A new CVT transmission replaces the ancient 4 speed automatic transmission. Two driving modes now give you a choice of driving, Eco or Sport. The 1.5L 1NZ-FE dual VVT-i inline-4 cylinder is unchanged, but it gets a one horsepower bump, which now produces 107hp at 6,000 rpm and 103 lb–ft. @ 4200 rpm.
What is unusual for the refreshed Toyota Vios is a slew of safety features that are now standard. Seven airbags, along with stability control (VSC), anti-lock brakes, EBD, and brake assist are all standard.
Measurements of the Toyota Vios sedan is the following: Wheelbase 2,550 mm (100.4 in), Length 4,410 mm (173.6 in), Width 1,700 mm (66.9 in), Height 1,475 mm (58.1 in).
With all the standard safety equipment, the pricing of the new Vios has increased to $18,150 USD (NT$549,000) [$16,750 USD (NT$519,000) was the starting price of the Toyota Vios in 2015] for the base to $21,150 USD (NT$639,000) for the top of the line.

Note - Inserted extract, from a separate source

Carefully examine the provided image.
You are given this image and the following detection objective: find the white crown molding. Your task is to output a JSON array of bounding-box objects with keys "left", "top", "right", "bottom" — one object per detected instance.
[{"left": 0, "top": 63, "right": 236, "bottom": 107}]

So how does the revised Toyota Vios drive? The predecessor was quite lackluster. The problems that plagued the Vios was handling, ride, and interior noise, all of which didn’t make all that exciting to drive. I am happy to say that this face-lifted Vios is now more driver engaging. The CVT transmission offers both Eco and Sport modes, which gives the driver a choice of either efficiency or fun. During the test drive I chose the Sports mode. Handling-wise, the direct steering and compact dimensions make maneuvering predictable especially in a crowded city. The CVT simulates 7 speeds without that belt feeling of other CVTs. The ride is more competent on all types of roads, improved NVH reduces road noise protruding into the cabin driving on local roads, but at higher speeds the road noise becomes quite noticeable though. The 1.5L engine is peppy, despite the high rev bands. Acceleration and keeping up with traffic is improved over its predecessor, yet at highway speeds of 65mph (110km/h) the car still gets fidgety.
Stars: 3 of 5
This all-new Vios is a big improvement over its predecessor. The improved ride comfort and standard safety features now puts it in same league with its competitors, such as the Ford Escort, Honda City, and Luxgen S3. The low costs of ownership and bulletproof reliability will keep the Vios on the top of sales charts in Taiwan.